Brine
- Company type: Subsidiary
- Industry: Sporting goods
- Founded: 1922 as the W.H. Brine Company
- Founder: W.H. Brine
- Headquarters: Milford, Massachusetts
- Products: Footwear, Apparel, Sports equipment
- Number of employees: 87
- Parent: New Balance
- Website: brine.com

= Brine (brand) =

American sporting goods manufacturer

Brine is an American sporting goods company that manufactures lacrosse, soccer, volleyball, and field hockey equipment. It markets its products under its own brand as well as In The Crease for goals and goal accessories. The company was founded by W.H. Brine in 1922 as the W.H. Brine Company. It was privately owned by the Brine family and named Brine, Inc. before it was acquired by New Balance on August 4, 2006.

==History==

===Foundation===
Brine was founded in 1922 by W.H. Brine as the W.H. Brine Company. It started as a small sports equipment and uniform company. They sold to private schools and regional camps, quickly growing to a major manufacturer of lacrosse and soccer equipment. The Brines the founder's family have been sports goods vendors first as retailers since 1867. James F. Brine's founded in 1867 in Cambridge, Massachusetts is currently located in Concord, Massachusetts.

===1950s===
During the 1950s Brine focused on lacrosse. Lacrosse sticks were all wooden at the time and the only company producing them was Chisholm Lacrosse which was located on the St. Regis Reservation, Cornwall Island, Canada.

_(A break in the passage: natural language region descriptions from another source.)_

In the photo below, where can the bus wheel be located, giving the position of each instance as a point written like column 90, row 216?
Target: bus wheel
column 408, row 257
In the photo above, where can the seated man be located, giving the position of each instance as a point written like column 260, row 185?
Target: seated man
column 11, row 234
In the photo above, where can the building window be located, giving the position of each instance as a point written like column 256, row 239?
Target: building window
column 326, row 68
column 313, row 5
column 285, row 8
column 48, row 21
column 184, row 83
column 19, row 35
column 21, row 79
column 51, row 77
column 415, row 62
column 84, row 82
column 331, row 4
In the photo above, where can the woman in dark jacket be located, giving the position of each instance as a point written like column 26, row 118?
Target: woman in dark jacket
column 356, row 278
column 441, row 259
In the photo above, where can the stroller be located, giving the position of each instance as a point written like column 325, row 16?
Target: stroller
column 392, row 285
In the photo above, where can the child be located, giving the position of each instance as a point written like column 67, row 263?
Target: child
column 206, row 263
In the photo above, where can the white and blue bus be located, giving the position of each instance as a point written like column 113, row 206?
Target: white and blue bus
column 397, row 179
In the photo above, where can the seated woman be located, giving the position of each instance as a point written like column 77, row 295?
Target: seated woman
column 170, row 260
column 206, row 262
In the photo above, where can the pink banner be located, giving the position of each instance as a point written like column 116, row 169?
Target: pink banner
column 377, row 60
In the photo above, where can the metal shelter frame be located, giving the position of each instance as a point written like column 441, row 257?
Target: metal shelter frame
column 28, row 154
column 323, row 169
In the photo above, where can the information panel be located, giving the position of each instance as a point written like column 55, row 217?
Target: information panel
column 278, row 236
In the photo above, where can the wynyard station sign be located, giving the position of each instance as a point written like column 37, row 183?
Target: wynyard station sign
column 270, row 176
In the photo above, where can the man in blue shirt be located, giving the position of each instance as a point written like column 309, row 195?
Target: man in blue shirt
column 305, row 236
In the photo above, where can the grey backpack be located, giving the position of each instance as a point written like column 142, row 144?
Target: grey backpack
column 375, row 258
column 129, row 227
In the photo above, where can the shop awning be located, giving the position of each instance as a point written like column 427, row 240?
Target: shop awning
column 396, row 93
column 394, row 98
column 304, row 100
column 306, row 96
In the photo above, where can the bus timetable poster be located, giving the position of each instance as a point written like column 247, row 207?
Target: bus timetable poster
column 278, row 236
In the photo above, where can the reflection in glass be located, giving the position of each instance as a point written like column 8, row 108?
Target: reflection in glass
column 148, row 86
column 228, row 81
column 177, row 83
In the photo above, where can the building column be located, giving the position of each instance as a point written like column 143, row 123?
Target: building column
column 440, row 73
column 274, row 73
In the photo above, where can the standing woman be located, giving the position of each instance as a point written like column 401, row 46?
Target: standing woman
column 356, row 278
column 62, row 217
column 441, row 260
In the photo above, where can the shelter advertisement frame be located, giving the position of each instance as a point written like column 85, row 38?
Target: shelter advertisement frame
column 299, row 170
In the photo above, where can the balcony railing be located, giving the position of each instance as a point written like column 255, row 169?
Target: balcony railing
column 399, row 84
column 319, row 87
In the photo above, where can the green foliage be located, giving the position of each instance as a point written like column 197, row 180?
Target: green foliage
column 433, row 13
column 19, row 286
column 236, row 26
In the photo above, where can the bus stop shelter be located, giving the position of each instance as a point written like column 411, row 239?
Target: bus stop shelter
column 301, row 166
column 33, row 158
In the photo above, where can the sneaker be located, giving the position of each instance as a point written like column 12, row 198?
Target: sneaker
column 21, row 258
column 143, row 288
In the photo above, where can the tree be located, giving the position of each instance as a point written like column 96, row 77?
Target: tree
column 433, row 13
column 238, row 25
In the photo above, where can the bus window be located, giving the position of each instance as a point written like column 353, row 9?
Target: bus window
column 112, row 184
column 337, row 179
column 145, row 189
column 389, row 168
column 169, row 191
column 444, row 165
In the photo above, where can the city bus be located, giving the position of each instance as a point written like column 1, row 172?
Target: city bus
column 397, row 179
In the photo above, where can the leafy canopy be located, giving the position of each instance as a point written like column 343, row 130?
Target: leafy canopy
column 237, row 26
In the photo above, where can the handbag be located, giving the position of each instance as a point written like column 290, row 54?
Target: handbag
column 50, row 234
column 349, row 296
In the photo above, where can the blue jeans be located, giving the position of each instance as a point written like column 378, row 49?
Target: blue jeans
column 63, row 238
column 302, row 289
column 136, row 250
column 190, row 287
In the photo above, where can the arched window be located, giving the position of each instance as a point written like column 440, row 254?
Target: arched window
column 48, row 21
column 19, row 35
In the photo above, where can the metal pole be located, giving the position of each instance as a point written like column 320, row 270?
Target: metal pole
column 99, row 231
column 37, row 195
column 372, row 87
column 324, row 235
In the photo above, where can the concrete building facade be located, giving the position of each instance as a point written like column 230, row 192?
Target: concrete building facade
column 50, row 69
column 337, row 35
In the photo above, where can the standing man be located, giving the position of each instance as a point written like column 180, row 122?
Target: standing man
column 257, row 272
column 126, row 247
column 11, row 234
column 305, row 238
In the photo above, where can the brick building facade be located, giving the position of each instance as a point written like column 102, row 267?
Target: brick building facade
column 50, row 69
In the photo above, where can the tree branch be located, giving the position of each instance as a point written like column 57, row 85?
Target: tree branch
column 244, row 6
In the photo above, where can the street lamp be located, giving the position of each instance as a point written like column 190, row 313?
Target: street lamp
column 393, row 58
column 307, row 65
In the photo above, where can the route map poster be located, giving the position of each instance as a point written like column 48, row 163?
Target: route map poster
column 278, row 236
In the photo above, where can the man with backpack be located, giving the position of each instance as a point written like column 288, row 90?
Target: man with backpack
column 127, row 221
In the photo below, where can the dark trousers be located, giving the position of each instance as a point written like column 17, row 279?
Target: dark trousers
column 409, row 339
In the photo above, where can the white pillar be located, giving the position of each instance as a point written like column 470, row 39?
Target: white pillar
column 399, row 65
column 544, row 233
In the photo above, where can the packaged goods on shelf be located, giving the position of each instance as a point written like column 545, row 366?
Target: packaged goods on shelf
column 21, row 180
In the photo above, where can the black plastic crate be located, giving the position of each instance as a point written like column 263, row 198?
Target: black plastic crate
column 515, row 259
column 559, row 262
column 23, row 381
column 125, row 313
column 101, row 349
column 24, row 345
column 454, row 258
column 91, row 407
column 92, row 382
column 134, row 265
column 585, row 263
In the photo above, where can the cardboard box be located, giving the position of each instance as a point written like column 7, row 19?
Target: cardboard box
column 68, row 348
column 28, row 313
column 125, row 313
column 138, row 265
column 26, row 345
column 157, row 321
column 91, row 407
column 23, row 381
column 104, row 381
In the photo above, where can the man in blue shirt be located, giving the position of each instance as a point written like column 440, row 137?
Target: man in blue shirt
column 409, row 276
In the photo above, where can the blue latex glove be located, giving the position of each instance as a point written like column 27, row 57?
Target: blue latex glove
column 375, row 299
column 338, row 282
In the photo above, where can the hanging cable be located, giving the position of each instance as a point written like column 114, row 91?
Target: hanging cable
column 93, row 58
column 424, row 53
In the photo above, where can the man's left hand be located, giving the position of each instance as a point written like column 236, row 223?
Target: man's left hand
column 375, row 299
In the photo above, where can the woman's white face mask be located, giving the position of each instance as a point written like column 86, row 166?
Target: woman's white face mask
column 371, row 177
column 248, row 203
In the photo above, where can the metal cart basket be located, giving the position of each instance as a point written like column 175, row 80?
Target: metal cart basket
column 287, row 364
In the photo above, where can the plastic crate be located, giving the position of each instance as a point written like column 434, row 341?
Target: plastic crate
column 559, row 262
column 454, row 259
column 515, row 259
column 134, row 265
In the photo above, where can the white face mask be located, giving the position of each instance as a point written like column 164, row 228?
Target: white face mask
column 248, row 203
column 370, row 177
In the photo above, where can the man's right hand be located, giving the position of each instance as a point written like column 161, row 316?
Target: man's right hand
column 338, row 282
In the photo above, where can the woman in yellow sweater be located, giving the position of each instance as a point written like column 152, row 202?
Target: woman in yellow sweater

With the encouragement and assistance from A. MacDonald Murphy of Governor Dummer Academy, Ferris Thomsen, coach of Penn and Princeton and Mort LaPointe of Bowdoin College, the Brine family began to explore the possibilities of manufacturing lacrosse sticks.

===1960s===
Brine started to manufacture soccer balls and equipment in the 1960s. It was the first company to cover the ball with synthetic leather to make it more durable. It was also the first to make a perfectly round bladder and the first to unconditionally guarantee a ball.

===1970s===
Attempting to make a lacrosse stick that was durable and easy to make, the Brine family experimented with laminated wood, plastic, fiberglass and aluminum but could not find a material that met the performance standards. They continued to experiment and eventually found Surlyn, a DuPont plastic, to have the necessary properties to survive the intensity of lacrosse. Brine then developed a molding technique that was the basic draft shape of the standard in modern sticks.

===Cascade===
In 1986 Bill Brine left the family's company and founded Cascade, now the largest lacrosse helmet and eyewear company in the world.

===Recent years===
Brine started an apparel line and a line of volleyball equipment in the 1990s. In 2000, it released a full line of field hockey equipment. Brine began to make lacrosse helmets and eyemasks in 2003. Also in 2003, Brine acquired In The Crease, a lacrosse goal and accessories company based in Penn Yan, New York and in 2004 it began making athletic footwear. On August 4, 2006, New Balance acquired Brine and shortly after that the name was changed to Brine, Corp. from Brine, Inc.
==Video Game==
In 2005, they released the first mobile lacrosse video game, titled Brine Lacrosse.